1.3 Broad classification(s) of statistical approaches

Over the last few years several papers have reviewed the existing literature on statistical methods for mixtures and provide different criteria for their classifications. Among these, some recommended readings are Hamra and Buckley (2018), Stafoggia et al. (2017), Gibson et al. (2019), and Lazarevic et al. (2019). Simple and relevant classification criteria are the following:

  1. Supervised vs unsupervised procedures

This first distinction refers to whether or not the mixture is evaluated by taking into account its association with a given outcome of interest. We will discuss in Section 2 that, before evaluating the effects of our exposures on health outcomes, it is important to carefully assess the features of the mixture, especially when this is composed by a high number of components, investigating its correlations structure and identifying the presence of subgroups or clusters of exposures. To this end, we turn to unsupervised techniques that directly focus on characterizing the complex mixture of exposures without any reference to a given outcome of interest such as principal component analysis. Supervised techniques, on the other hand, attempt to account for the complex nature of exposures while investigating a given mixture-outcome association.

  1. Data reduction vs variable selection techniques.

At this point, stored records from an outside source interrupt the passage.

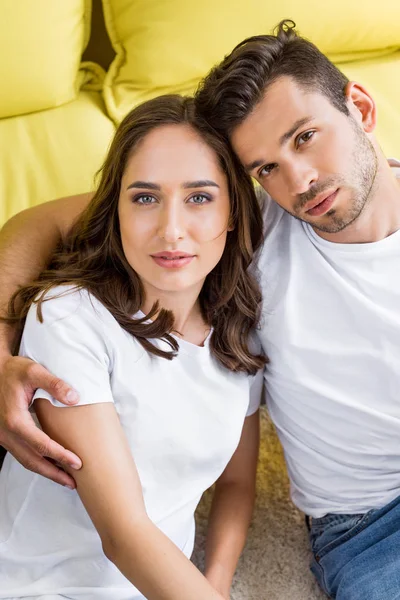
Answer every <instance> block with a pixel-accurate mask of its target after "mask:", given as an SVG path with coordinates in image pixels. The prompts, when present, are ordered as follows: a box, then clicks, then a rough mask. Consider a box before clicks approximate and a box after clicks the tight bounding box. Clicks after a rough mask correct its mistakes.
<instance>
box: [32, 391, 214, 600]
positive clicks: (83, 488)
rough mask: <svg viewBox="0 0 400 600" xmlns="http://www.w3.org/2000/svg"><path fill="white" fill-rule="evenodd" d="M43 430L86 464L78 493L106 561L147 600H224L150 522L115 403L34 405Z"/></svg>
mask: <svg viewBox="0 0 400 600" xmlns="http://www.w3.org/2000/svg"><path fill="white" fill-rule="evenodd" d="M35 407H36V411H37V414H38V417H39V420H40V422H41V425H42V427H43V429H44V430H45V431H46V432H47V433H48V435H50V436H51V437H53V438H54V439H56V440H57V441H58V442H59V443H60V444H62V445H63V446H65V447H67V448H70V449H71V450H72V451H73V452H75V453H76V454H78V455H79V456H80V457H81V459H82V463H83V466H82V469H81V470H80V471H79V472H77V473H74V477H75V480H76V483H77V491H78V493H79V495H80V498H81V499H82V502H83V504H84V506H85V508H86V510H87V512H88V514H89V516H90V518H91V519H92V521H93V524H94V526H95V527H96V529H97V531H98V533H99V535H100V538H101V541H102V545H103V550H104V553H105V555H106V556H107V557H108V559H109V560H111V561H112V562H113V563H114V564H115V565H116V566H117V567H118V569H119V570H120V571H121V572H122V573H123V574H124V575H125V577H126V578H127V579H128V580H129V581H131V583H132V584H133V585H135V586H136V587H137V588H138V589H139V590H140V591H141V592H142V594H143V595H144V596H146V598H148V599H149V600H222V596H221V595H220V594H219V593H218V592H217V591H216V590H215V589H214V588H213V587H212V585H211V584H210V583H209V582H208V581H207V579H206V578H205V577H204V576H203V575H202V574H201V573H200V572H199V571H198V570H197V569H196V567H195V566H194V565H193V564H192V563H191V562H190V561H189V560H188V559H187V558H186V556H185V555H184V554H183V553H182V552H181V551H180V550H179V549H178V548H177V547H176V546H175V545H174V544H173V543H172V542H171V541H170V540H169V538H167V537H166V536H165V535H164V534H163V533H162V532H161V531H160V530H159V529H158V528H157V527H156V526H155V525H154V524H153V523H152V522H151V521H150V519H149V518H148V516H147V514H146V510H145V506H144V502H143V495H142V489H141V485H140V481H139V476H138V473H137V470H136V467H135V463H134V460H133V458H132V455H131V452H130V449H129V446H128V443H127V441H126V438H125V435H124V432H123V429H122V427H121V424H120V421H119V418H118V415H117V412H116V410H115V407H114V405H113V404H111V403H105V404H94V405H85V406H76V407H71V408H58V407H57V408H56V407H54V406H52V405H51V404H50V403H49V402H48V401H47V400H44V399H40V400H37V401H36V404H35Z"/></svg>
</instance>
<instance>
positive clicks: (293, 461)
mask: <svg viewBox="0 0 400 600" xmlns="http://www.w3.org/2000/svg"><path fill="white" fill-rule="evenodd" d="M399 166H400V165H399ZM397 175H398V176H399V177H400V169H398V172H397ZM264 202H265V204H264V218H265V229H266V240H265V244H264V247H263V250H262V252H261V255H260V260H259V264H258V268H259V273H260V281H261V285H262V292H263V319H262V329H261V332H260V337H261V342H262V345H263V347H264V350H265V352H266V354H267V355H268V356H269V358H270V364H269V365H267V368H266V372H265V382H266V394H267V404H268V407H269V412H270V415H271V418H272V420H273V421H274V423H275V426H276V428H277V431H278V434H279V437H280V440H281V442H282V446H283V449H284V453H285V458H286V462H287V466H288V472H289V476H290V481H291V493H292V499H293V501H294V503H295V504H296V505H297V506H298V507H299V508H300V509H301V510H303V511H304V512H305V513H306V514H308V515H311V516H313V517H319V516H322V515H324V514H326V513H350V514H355V513H363V512H366V511H368V510H369V509H372V508H377V507H381V506H383V505H385V504H386V503H388V502H390V501H391V500H392V499H394V498H395V497H397V496H399V495H400V231H397V232H396V233H393V234H392V235H390V236H389V237H387V238H386V239H383V240H382V241H378V242H376V243H367V244H337V243H331V242H328V241H326V240H324V239H322V238H321V237H320V236H319V235H317V233H315V231H314V230H313V229H312V227H310V226H309V225H307V224H306V223H303V222H301V221H299V220H296V219H295V218H293V217H291V216H290V215H289V214H287V213H286V212H284V211H283V210H282V209H281V208H280V207H279V206H278V205H277V204H276V203H274V202H273V201H272V200H271V199H270V198H269V197H264Z"/></svg>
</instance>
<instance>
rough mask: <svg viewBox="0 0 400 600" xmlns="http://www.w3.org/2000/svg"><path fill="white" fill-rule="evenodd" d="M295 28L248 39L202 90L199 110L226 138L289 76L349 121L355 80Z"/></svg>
mask: <svg viewBox="0 0 400 600" xmlns="http://www.w3.org/2000/svg"><path fill="white" fill-rule="evenodd" d="M295 27H296V25H295V23H294V22H293V21H291V20H284V21H281V22H280V23H279V25H278V26H277V28H276V32H275V34H274V35H257V36H254V37H250V38H247V39H246V40H244V41H243V42H241V43H240V44H238V45H237V46H236V48H234V50H233V51H232V52H231V53H230V54H229V55H228V56H226V57H225V58H224V60H223V61H222V62H221V63H220V64H219V65H217V66H216V67H214V68H213V69H212V70H211V72H210V73H209V74H208V75H207V77H206V78H205V79H204V80H203V81H202V83H201V84H200V86H199V88H198V90H197V92H196V95H195V102H196V107H197V110H198V112H199V113H200V114H201V115H202V117H203V118H205V119H206V120H207V121H208V122H209V124H210V125H211V126H212V127H213V128H214V129H216V130H217V131H218V132H219V133H222V134H223V135H224V137H228V138H229V137H230V135H231V133H232V131H233V130H234V129H235V127H237V126H238V125H240V123H242V122H243V121H244V120H245V119H246V117H247V116H248V115H249V114H250V113H251V111H252V110H253V108H254V107H255V106H256V105H257V104H258V103H259V102H260V100H262V98H263V96H264V94H265V92H266V90H267V88H268V87H269V86H270V85H271V84H272V83H273V82H274V81H276V80H277V79H278V78H279V77H283V76H288V77H291V78H292V79H293V80H295V81H296V82H297V83H298V84H299V85H300V86H302V87H303V88H305V89H307V90H310V91H318V92H320V93H321V94H323V95H324V96H326V97H327V98H328V99H329V100H330V102H331V103H332V104H333V106H335V107H336V108H337V109H338V110H339V111H341V112H342V113H345V114H346V115H349V110H348V107H347V103H346V97H345V93H344V90H345V87H346V84H347V83H348V81H349V80H348V79H347V77H346V76H345V75H344V74H343V73H342V72H341V71H340V70H339V69H338V68H337V67H336V66H335V65H334V64H333V63H331V61H330V60H329V59H328V58H327V57H326V56H325V55H324V54H323V53H322V52H321V51H320V50H318V48H317V47H316V46H315V45H314V44H312V43H311V42H309V41H308V40H306V39H304V38H302V37H300V36H299V35H298V34H297V32H296V29H295Z"/></svg>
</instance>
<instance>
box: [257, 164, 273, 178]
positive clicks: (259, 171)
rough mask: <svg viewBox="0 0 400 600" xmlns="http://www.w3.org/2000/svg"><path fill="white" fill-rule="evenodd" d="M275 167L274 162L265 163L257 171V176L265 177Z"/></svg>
mask: <svg viewBox="0 0 400 600" xmlns="http://www.w3.org/2000/svg"><path fill="white" fill-rule="evenodd" d="M275 167H276V165H275V164H271V165H265V167H262V168H261V169H260V170H259V171H258V176H259V177H267V176H268V175H269V174H270V173H271V171H272V170H273V169H274V168H275Z"/></svg>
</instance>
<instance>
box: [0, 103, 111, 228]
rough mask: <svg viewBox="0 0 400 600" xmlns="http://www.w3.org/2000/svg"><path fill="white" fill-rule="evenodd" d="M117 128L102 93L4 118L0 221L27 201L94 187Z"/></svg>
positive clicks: (27, 204) (69, 192)
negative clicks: (20, 115) (115, 127)
mask: <svg viewBox="0 0 400 600" xmlns="http://www.w3.org/2000/svg"><path fill="white" fill-rule="evenodd" d="M114 129H115V128H114V125H113V123H112V121H111V120H110V119H109V118H108V117H107V116H106V115H105V109H104V104H103V100H102V97H101V94H100V93H99V92H80V94H79V95H78V98H77V99H76V100H74V101H73V102H70V103H68V104H65V105H64V106H60V107H59V108H54V109H51V110H46V111H43V112H37V113H34V114H32V115H24V116H19V117H12V118H10V119H2V120H0V139H1V144H0V165H1V170H0V199H1V200H0V226H1V225H2V224H3V223H4V222H5V221H6V220H7V219H8V218H10V217H11V216H12V215H13V214H15V213H17V212H19V211H21V210H23V209H25V208H28V207H29V206H33V205H35V204H40V203H41V202H45V201H46V200H52V199H54V198H60V197H62V196H69V195H71V194H79V193H83V192H87V191H90V190H91V189H93V187H94V184H93V181H94V175H95V173H96V171H97V170H98V169H99V168H100V166H101V163H102V161H103V158H104V156H105V153H106V151H107V148H108V145H109V143H110V140H111V137H112V135H113V133H114Z"/></svg>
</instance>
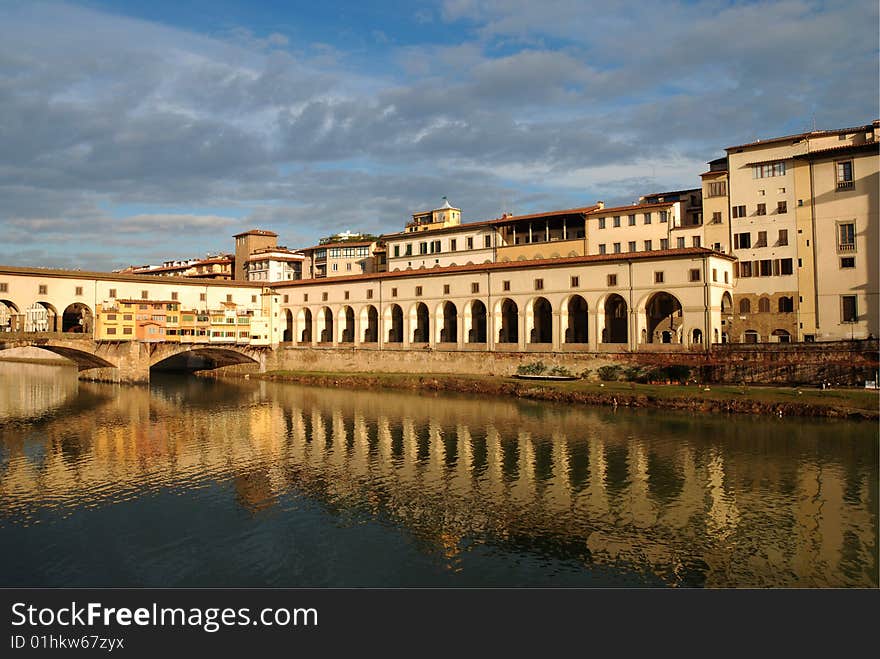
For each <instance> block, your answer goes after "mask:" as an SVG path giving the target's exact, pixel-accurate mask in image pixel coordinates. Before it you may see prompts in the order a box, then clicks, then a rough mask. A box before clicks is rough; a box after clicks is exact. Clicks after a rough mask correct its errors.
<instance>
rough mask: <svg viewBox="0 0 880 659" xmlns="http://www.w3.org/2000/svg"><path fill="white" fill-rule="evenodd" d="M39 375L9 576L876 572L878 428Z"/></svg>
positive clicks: (740, 582) (680, 579)
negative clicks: (50, 406) (79, 381)
mask: <svg viewBox="0 0 880 659" xmlns="http://www.w3.org/2000/svg"><path fill="white" fill-rule="evenodd" d="M36 368H46V367H36ZM55 370H57V369H55ZM32 375H33V377H32V378H31V380H30V383H29V384H28V385H27V386H26V387H24V390H26V391H34V392H36V393H34V395H33V397H32V398H33V402H34V405H33V406H32V407H36V406H37V403H38V402H39V401H43V400H46V397H45V395H44V394H43V393H42V392H41V388H42V387H49V388H52V387H56V386H57V383H58V382H67V384H65V385H64V387H66V388H67V389H66V391H67V393H66V394H65V395H62V396H61V397H60V399H61V400H63V401H64V402H63V403H61V404H60V405H58V406H56V407H54V408H52V409H54V411H51V410H50V411H48V412H47V411H43V412H39V411H36V410H30V411H29V412H28V414H26V415H25V416H24V417H23V418H19V419H13V420H9V419H7V421H6V422H5V423H0V451H2V453H0V455H2V462H0V534H2V537H3V539H4V543H3V545H4V547H5V549H4V550H2V553H3V554H5V558H6V560H5V562H4V563H3V564H4V567H3V568H0V577H2V579H0V583H2V584H9V583H21V584H29V585H36V584H51V585H61V584H71V585H89V584H96V585H98V584H100V585H129V584H133V585H218V586H219V585H243V586H248V585H270V586H271V585H285V586H296V585H337V586H346V585H376V586H381V585H392V586H394V585H586V586H600V585H653V584H656V585H662V584H666V585H684V586H692V585H699V586H731V585H738V586H853V585H859V586H876V585H877V576H876V575H877V513H876V511H877V471H878V470H877V459H878V449H877V440H876V428H875V427H874V425H873V424H869V423H860V424H856V423H846V422H823V421H806V420H797V419H784V420H779V419H770V418H750V417H745V416H735V417H734V416H730V417H727V416H713V417H707V416H688V415H673V414H667V413H655V412H650V411H630V410H619V411H617V412H614V411H611V410H608V409H600V408H587V407H581V406H575V405H548V404H543V403H535V402H523V401H516V400H512V399H492V398H485V399H479V398H473V397H471V398H466V397H456V396H419V395H415V394H410V393H400V392H380V393H375V392H362V391H345V390H325V389H318V388H306V387H297V386H292V385H284V384H274V383H265V382H244V381H242V382H236V383H219V382H213V381H205V380H200V379H196V378H189V379H173V378H169V379H156V380H155V381H154V384H153V385H152V386H151V387H149V388H147V387H119V386H109V385H108V386H104V385H95V384H87V383H79V385H78V386H77V382H76V380H75V379H73V380H69V381H65V380H64V379H63V378H62V379H52V378H48V377H45V373H36V372H34V373H33V374H32ZM28 377H31V376H28ZM21 385H22V382H21V381H20V378H19V381H18V382H15V381H10V380H9V379H8V378H3V377H2V376H0V389H3V388H4V387H5V388H6V389H9V388H15V387H21ZM64 387H62V388H64ZM11 395H12V394H8V396H11ZM19 398H21V396H20V395H19ZM52 400H54V398H52ZM24 407H25V408H27V406H26V405H25V406H24ZM98 556H100V559H99V558H98Z"/></svg>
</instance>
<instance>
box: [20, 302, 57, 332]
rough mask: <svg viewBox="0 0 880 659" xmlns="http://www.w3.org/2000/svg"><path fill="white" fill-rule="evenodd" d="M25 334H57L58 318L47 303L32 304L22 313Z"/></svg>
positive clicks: (53, 309) (56, 315) (54, 312)
mask: <svg viewBox="0 0 880 659" xmlns="http://www.w3.org/2000/svg"><path fill="white" fill-rule="evenodd" d="M24 315H25V320H24V331H25V332H57V331H58V329H59V320H60V316H59V315H58V310H57V309H56V308H55V307H54V306H52V305H51V304H50V303H49V302H41V301H37V302H34V303H33V304H32V305H31V306H29V307H28V308H27V309H25V311H24Z"/></svg>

The common goal of all approaches that we will discuss is to reduce the complexity of the data to be able to assess mixtures-outcome associations while losing as little information as possible. This is broadly done in two ways: by summarizing the original exposures into fewer covariates, or by selecting targeted elements of the mixture. We can use the term “data reduction approaches” to describe those techniques that reduce the dimension of the mixture by generating new variables (scores, components, indexes ). On the other hand, methodologies that select specific elements of the mixture that are directly evaluated with respect to the outcome can be defined as “variable selection approaches”.

References

Gibson, Elizabeth A, Yanelli Nunez, Ahlam Abuawad, Ami R Zota, Stefano Renzetti, Katrina L Devick, Chris Gennings, Jeff Goldsmith, Brent A Coull, and Marianthi-Anna Kioumourtzoglou. 2019. “An Overview of Methods to Address Distinct Research Questions on Environmental Mixtures: An Application to Persistent Organic Pollutants and Leukocyte Telomere Length.” Environmental Health 18 (1): 1–16.
Hamra, Ghassan B, and Jessie P Buckley. 2018. “Environmental Exposure Mixtures: Questions and Methods to Address Them.” Current Epidemiology Reports 5 (2): 160–65.
Lazarevic, Nina, Adrian G Barnett, Peter D Sly, and Luke D Knibbs. 2019. “Statistical Methodology in Studies of Prenatal Exposure to Mixtures of Endocrine-Disrupting Chemicals: A Review of Existing Approaches and New Alternatives.” Environmental Health Perspectives 127 (2): 026001.
Stafoggia, Massimo, Susanne Breitner, Regina Hampel, and Xavier Basagaña. 2017. “Statistical Approaches to Address Multi-Pollutant Mixtures and Multiple Exposures: The State of the Science.” Current Environmental Health Reports 4 (4): 481–90.